Parallel Preconditioners for CG calculating the "inverse" in parallel


i´m currently implementing a conjugate gradient solver for sparse linear systems on the gpu. And i´m quite happy with it´s performance (2.8 gflop / s - 20 times faster then CPU). The only problem is that i need many more iterations (on GPU with Jacobi Preconditioner) then on cpu (with ILU Preconditioner).

The problem is the following: for preconditioned cg i have to solve something like Cx=b in each step.
In case of a Jacobi preconditioner i can calculate x = C^-1 b easily.
In case of a ILU Preconditioner i could calculate LUx=b by performing a forward and a backward substitution.
But my Matrix only contains the main diagonal + 3 upper and 3 lower diagonals. Consequently for an optimal parallelisation i could get a speedup of factor 3. And that would destroy the performance of my whole algorithm (furthermore GPU without parallelisation is slower then cpu). So ILU on the GPU doesn’t make too much sense.

Did anybody implement anything like this or has good experiences with special parallel preconditioners (the calculation of the Preconditioner Matrix doesn’t have to be in parallel. Only the solving of Cx = b has to be in parallel).

Thanks for any ideas


I’m sorry to ask you a question and not being able to answer yours. I’m also trying to implement a CG solver with CUDA and I was wondering if you had some references that I could use to get me started. I understand how CG works, so I’m just looking for articles on the parallelization of things.

And which sparse storage scheme do you use?

Thanks, Bart

I haven’t worked with parallel preconditioners but seeing that you’re working with multi-diagonals, here is an idea.

If you have access to Matlab:

Load your matrix to the Matlab workspace.
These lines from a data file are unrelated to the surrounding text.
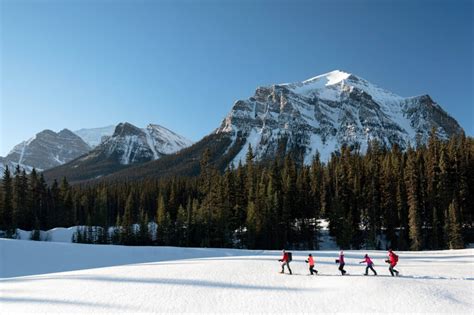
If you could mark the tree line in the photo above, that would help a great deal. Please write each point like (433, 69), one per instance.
(420, 198)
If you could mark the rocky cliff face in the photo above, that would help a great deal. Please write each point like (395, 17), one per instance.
(127, 146)
(130, 144)
(45, 150)
(334, 109)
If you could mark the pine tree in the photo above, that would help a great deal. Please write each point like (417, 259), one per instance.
(6, 222)
(453, 232)
(412, 180)
(128, 235)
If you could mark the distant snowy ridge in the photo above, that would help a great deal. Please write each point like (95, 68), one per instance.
(130, 144)
(94, 136)
(45, 150)
(328, 111)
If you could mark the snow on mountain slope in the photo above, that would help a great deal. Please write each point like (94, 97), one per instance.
(94, 136)
(131, 144)
(325, 112)
(227, 281)
(45, 150)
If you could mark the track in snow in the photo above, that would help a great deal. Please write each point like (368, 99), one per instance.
(226, 281)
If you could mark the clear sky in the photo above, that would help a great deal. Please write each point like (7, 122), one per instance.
(182, 64)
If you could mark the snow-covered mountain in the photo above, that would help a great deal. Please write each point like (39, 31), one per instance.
(325, 112)
(94, 136)
(45, 150)
(128, 145)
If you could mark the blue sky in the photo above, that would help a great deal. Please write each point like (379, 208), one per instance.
(182, 64)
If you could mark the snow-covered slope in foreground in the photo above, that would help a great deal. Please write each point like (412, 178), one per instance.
(225, 281)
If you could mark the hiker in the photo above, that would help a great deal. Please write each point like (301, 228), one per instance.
(285, 260)
(341, 263)
(370, 265)
(392, 260)
(310, 261)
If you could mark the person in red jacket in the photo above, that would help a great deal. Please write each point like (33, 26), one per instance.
(285, 260)
(392, 260)
(310, 261)
(370, 265)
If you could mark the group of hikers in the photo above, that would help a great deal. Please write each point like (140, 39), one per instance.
(392, 261)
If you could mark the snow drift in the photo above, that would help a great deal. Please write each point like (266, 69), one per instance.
(167, 279)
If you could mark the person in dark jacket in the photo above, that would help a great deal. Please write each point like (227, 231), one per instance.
(370, 265)
(341, 263)
(310, 261)
(285, 261)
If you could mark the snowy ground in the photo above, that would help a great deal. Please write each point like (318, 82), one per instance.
(224, 280)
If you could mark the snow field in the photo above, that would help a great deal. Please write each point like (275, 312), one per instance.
(226, 280)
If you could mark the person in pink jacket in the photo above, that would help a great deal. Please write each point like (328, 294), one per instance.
(370, 265)
(341, 262)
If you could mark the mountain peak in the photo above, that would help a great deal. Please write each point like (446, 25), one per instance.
(328, 111)
(330, 78)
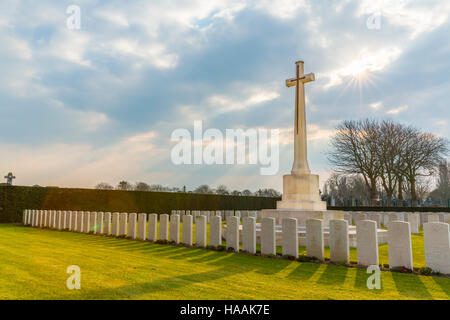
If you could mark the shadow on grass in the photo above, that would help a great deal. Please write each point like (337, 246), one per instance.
(136, 289)
(333, 275)
(304, 271)
(410, 286)
(444, 284)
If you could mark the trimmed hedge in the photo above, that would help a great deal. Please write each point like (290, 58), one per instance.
(394, 209)
(15, 199)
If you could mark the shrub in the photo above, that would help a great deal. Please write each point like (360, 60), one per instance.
(15, 199)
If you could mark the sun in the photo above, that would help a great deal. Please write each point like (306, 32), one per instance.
(358, 70)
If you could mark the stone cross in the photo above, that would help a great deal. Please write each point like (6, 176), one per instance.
(300, 152)
(9, 178)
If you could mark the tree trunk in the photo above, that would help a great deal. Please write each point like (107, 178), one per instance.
(412, 181)
(400, 191)
(389, 198)
(373, 192)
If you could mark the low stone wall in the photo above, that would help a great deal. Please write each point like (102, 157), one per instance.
(252, 231)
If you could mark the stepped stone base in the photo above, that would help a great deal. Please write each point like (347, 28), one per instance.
(302, 215)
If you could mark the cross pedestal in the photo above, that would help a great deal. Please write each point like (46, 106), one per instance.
(301, 198)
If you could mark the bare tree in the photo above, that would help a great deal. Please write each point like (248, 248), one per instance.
(390, 143)
(124, 185)
(420, 156)
(222, 189)
(204, 188)
(354, 150)
(141, 186)
(104, 186)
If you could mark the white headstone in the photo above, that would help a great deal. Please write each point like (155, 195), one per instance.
(153, 227)
(58, 220)
(437, 246)
(338, 241)
(68, 220)
(268, 238)
(187, 230)
(93, 223)
(314, 238)
(375, 217)
(99, 223)
(367, 242)
(87, 222)
(232, 234)
(414, 220)
(164, 227)
(142, 226)
(123, 224)
(360, 216)
(175, 228)
(107, 229)
(80, 222)
(348, 218)
(132, 225)
(73, 223)
(249, 235)
(399, 245)
(433, 218)
(215, 232)
(290, 237)
(200, 231)
(115, 224)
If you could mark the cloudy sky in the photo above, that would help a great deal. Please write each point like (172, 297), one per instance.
(78, 107)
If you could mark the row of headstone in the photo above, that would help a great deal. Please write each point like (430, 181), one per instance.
(436, 234)
(416, 219)
(224, 214)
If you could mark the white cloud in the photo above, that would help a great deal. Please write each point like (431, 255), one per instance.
(282, 9)
(361, 66)
(418, 16)
(376, 105)
(397, 110)
(82, 165)
(251, 97)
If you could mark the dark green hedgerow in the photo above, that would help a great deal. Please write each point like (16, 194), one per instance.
(15, 199)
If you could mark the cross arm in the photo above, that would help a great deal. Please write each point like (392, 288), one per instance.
(305, 78)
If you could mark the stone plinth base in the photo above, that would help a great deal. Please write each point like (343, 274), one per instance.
(302, 215)
(301, 192)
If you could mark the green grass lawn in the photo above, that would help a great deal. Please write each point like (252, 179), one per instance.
(33, 265)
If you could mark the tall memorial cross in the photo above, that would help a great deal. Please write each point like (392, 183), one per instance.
(9, 177)
(300, 147)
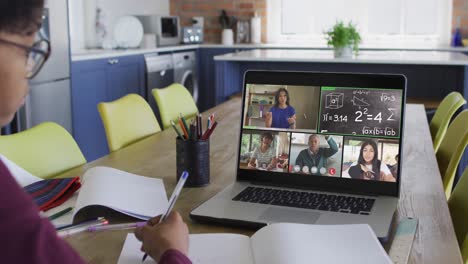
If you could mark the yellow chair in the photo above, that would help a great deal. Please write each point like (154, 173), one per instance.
(464, 250)
(458, 205)
(172, 101)
(451, 150)
(442, 116)
(44, 150)
(127, 120)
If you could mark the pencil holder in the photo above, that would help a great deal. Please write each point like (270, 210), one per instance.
(193, 156)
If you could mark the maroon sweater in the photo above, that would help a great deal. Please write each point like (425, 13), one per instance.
(28, 238)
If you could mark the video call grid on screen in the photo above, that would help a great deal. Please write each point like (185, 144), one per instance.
(340, 120)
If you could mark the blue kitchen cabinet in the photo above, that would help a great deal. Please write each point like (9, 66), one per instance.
(207, 75)
(95, 81)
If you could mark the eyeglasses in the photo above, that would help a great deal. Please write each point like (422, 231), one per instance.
(37, 54)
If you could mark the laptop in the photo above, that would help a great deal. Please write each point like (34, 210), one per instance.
(315, 148)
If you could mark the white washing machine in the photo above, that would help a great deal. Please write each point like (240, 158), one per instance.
(185, 72)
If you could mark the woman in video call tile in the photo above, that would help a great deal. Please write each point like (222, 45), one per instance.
(281, 115)
(369, 167)
(264, 156)
(314, 156)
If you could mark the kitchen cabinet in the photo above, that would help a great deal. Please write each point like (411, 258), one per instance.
(209, 94)
(102, 80)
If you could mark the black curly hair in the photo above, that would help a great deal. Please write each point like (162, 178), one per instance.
(21, 16)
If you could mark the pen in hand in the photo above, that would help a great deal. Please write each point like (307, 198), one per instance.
(172, 200)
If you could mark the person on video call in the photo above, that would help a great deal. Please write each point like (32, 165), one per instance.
(368, 166)
(264, 156)
(314, 155)
(282, 114)
(26, 236)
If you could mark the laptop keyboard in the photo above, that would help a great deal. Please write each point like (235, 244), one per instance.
(309, 200)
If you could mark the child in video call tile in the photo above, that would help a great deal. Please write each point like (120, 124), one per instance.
(369, 167)
(264, 156)
(314, 156)
(281, 115)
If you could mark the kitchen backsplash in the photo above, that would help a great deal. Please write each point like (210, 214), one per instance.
(211, 10)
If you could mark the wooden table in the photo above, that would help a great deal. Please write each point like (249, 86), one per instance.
(422, 195)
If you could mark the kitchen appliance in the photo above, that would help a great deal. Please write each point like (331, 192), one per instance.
(49, 98)
(166, 28)
(192, 35)
(159, 74)
(184, 72)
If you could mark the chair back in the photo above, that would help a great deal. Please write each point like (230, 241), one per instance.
(451, 150)
(458, 205)
(172, 101)
(443, 115)
(44, 150)
(127, 120)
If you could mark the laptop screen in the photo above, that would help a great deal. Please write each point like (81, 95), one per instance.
(323, 130)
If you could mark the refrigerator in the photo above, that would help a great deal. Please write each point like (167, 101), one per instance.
(49, 97)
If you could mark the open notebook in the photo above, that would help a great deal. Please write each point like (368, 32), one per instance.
(107, 190)
(278, 244)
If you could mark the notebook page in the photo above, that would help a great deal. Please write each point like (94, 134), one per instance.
(304, 244)
(122, 191)
(204, 249)
(21, 175)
In Matlab command line, type:

spy( your_matrix_name );

Enter. You’ll see the map of your matrix.

There is a command called symrcm (for Symmetric Reverse Cuthill-McKee).

Type in command line:

p = symrcm( your_matrix_name );

Press enter. Then type:

spy( p );

You’ll see that the resulting permutation vecotr is divided into two parts, which might be helpful for parallelizing.